Or am I getting my adages mixed up?

I may have mentioned before that my grandpa has eaten a piece of cornbread with his lunch every single day for as long as I've known him. Sometimes he even has some for supper too. Needless to say, it's something my grandma can make with her eyes closed and one hand tied behind her back whilst adamantly quizzing me about any men in my life.

This isn't your fluffy, cake-like, sweet, Yankee-fied (no offense intended) version. Rather, it's classically Southern, with a crispy, crunchy, crusty exterior and crumbly, coarse, super butter-absorbent interior, perfect for sopping up whatever meat or bean or vegetable juices might be pooling up on one's plate.


There are two requirements for Grandma's recipe: a cast-iron skillet and shortening. It's just not the same without those components.

As I mentioned above, sometimes my grandpa has a second piece of cornbread for supper. He doesn't slather this one with butter, though, oh no. This one he crumbles into a glass of cold milk. Have you tried this? Grandma calls it "cornbread milk"--pretty aptly-named, am I right? I must say, it's pretty amazing. Be sure to let the bread get soggy and flavor up the milk--you won't regret it.

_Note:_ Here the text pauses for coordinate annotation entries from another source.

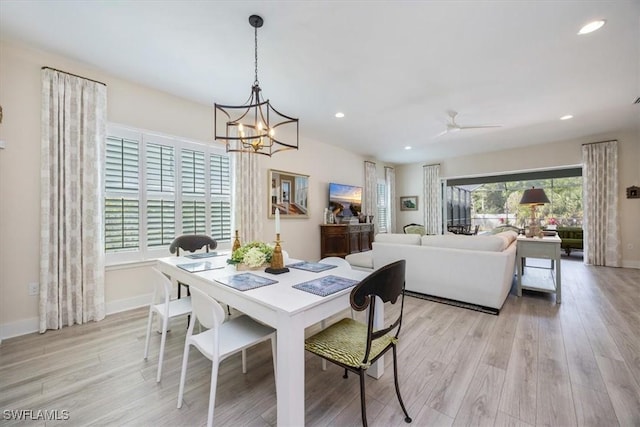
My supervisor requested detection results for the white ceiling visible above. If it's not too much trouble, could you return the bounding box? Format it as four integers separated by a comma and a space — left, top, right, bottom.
0, 0, 640, 163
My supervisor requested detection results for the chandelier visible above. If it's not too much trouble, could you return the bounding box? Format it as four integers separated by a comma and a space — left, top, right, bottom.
214, 15, 298, 157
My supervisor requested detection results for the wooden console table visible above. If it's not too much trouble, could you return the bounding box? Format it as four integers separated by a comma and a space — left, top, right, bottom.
320, 223, 374, 258
516, 236, 562, 304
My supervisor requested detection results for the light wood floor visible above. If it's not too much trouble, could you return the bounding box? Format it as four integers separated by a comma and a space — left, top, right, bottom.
0, 256, 640, 426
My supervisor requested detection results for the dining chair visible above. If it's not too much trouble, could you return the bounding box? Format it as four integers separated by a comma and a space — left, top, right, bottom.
318, 256, 356, 371
305, 260, 411, 426
178, 287, 276, 426
144, 268, 191, 382
169, 234, 218, 298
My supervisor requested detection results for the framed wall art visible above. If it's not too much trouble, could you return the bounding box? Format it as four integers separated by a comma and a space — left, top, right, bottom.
267, 169, 309, 219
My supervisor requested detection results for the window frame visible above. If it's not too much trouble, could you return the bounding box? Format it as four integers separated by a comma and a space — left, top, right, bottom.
102, 123, 234, 266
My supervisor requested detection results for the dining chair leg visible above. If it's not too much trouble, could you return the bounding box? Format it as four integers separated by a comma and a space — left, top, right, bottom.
178, 343, 190, 409
392, 345, 411, 423
207, 360, 218, 427
156, 316, 169, 383
359, 371, 367, 427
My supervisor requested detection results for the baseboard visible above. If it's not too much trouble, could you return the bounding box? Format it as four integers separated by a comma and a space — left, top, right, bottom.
622, 260, 640, 269
0, 294, 152, 344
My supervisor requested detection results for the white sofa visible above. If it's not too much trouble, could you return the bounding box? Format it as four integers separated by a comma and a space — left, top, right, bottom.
356, 231, 517, 311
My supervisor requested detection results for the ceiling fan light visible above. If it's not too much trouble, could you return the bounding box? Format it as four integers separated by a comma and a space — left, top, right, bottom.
578, 19, 607, 35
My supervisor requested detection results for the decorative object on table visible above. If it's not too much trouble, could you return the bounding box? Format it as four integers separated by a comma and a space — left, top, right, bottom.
264, 233, 289, 274
287, 261, 337, 273
267, 169, 309, 219
520, 187, 549, 237
400, 196, 418, 211
227, 241, 273, 270
231, 230, 241, 252
264, 210, 289, 274
214, 15, 298, 157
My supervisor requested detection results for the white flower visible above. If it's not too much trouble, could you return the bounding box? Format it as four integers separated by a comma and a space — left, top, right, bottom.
242, 248, 267, 268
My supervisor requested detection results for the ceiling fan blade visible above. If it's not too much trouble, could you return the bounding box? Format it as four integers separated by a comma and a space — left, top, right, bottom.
459, 125, 502, 129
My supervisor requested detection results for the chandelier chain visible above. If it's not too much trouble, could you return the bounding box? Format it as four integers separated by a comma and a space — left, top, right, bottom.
253, 27, 259, 86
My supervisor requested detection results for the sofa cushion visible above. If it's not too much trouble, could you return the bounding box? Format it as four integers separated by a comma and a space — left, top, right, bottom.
373, 233, 420, 246
422, 231, 518, 252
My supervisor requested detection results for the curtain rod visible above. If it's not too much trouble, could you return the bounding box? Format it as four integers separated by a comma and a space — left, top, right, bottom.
42, 67, 107, 86
582, 139, 618, 146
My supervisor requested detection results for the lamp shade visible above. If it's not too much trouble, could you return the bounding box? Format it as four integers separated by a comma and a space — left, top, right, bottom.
520, 187, 550, 205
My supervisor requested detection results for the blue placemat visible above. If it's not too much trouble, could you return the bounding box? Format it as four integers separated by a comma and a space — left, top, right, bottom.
185, 252, 222, 259
293, 275, 360, 297
216, 273, 278, 291
287, 261, 337, 273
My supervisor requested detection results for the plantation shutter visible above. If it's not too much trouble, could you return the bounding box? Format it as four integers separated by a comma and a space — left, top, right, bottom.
377, 183, 387, 233
146, 143, 176, 247
210, 154, 231, 240
180, 149, 207, 234
105, 137, 140, 251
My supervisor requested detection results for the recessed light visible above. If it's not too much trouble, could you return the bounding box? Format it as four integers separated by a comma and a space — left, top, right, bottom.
578, 19, 607, 35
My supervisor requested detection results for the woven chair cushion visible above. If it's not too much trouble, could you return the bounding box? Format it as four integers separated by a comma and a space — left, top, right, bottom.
304, 318, 396, 369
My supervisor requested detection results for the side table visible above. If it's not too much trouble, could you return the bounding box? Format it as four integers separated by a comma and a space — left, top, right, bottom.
516, 236, 562, 304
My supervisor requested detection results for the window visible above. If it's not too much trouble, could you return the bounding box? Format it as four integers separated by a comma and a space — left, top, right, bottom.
447, 168, 582, 231
104, 126, 231, 263
376, 181, 389, 233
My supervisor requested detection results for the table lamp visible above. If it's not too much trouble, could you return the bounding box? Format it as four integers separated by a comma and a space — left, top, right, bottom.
520, 187, 549, 237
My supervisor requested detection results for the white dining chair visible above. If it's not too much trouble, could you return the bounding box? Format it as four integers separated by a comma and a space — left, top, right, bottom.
178, 286, 276, 426
144, 268, 191, 382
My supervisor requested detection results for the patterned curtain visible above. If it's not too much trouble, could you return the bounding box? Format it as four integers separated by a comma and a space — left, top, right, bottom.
423, 165, 442, 234
362, 161, 378, 221
384, 166, 396, 233
582, 141, 622, 267
233, 152, 266, 245
39, 68, 107, 333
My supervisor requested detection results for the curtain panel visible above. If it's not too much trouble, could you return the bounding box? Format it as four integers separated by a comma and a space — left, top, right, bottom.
384, 166, 396, 233
423, 165, 442, 234
39, 68, 107, 333
232, 152, 267, 245
582, 141, 622, 267
362, 161, 378, 219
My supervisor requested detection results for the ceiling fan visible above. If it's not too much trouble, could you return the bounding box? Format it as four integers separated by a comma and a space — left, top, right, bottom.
436, 111, 502, 137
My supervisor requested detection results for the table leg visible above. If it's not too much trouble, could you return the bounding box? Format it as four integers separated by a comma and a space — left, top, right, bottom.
276, 313, 305, 426
556, 259, 562, 304
516, 257, 524, 297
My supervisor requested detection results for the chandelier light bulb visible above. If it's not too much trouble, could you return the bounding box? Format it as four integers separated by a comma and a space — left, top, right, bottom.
578, 19, 606, 35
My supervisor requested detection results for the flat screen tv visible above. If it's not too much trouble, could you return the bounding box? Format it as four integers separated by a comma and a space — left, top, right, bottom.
329, 182, 362, 217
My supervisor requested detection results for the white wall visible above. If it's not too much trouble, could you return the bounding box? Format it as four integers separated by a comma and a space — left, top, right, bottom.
395, 133, 640, 268
0, 42, 365, 339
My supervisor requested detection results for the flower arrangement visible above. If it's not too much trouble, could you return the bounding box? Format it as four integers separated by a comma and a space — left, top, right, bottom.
227, 242, 273, 268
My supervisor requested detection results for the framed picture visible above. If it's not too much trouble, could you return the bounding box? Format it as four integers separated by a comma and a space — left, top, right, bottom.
267, 169, 309, 219
400, 196, 418, 211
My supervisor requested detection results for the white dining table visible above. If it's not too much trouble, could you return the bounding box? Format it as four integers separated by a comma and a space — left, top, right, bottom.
157, 255, 384, 426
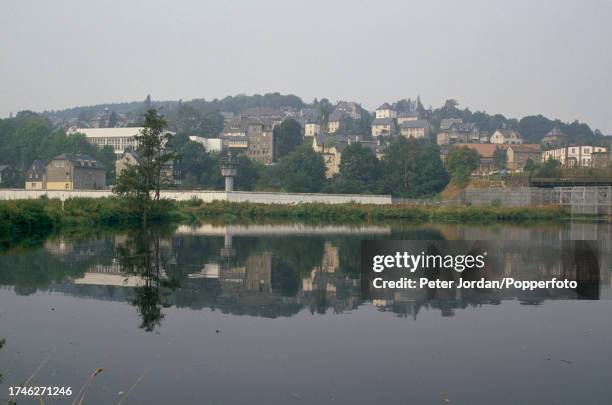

I'm contributing this recipe to Laura from The Spiced Life for her wonderful event Grandma's Recipes, which spotlights recipes passed down to us from our grandmothers. Isn't that a great idea?


Any recipe we've been lucky enough to learn from these women is undoubtedly a keeper.

Frannie's Fine and Fabulous Cornbread
(I made a half-batch, which is why mine's so thin)
1/3 cup shortening
2 cups self-rising cornmeal
1 egg, slightly beaten
scant 2 cups milk

Spray an 8-inch cast-iron skillet with nonstick spray, toss in shortening, and place into an oven preheated to 450F.
In a large bowl, combine the cornmeal, egg, and milk; mix until combined. Remove melted shortening from oven and pour into mixture; stir until blended. Pour batter into the skillet and bake for 30-35 minutes, or until golden brown on top. Turn out onto a plate, slice, serve, butter, and consume.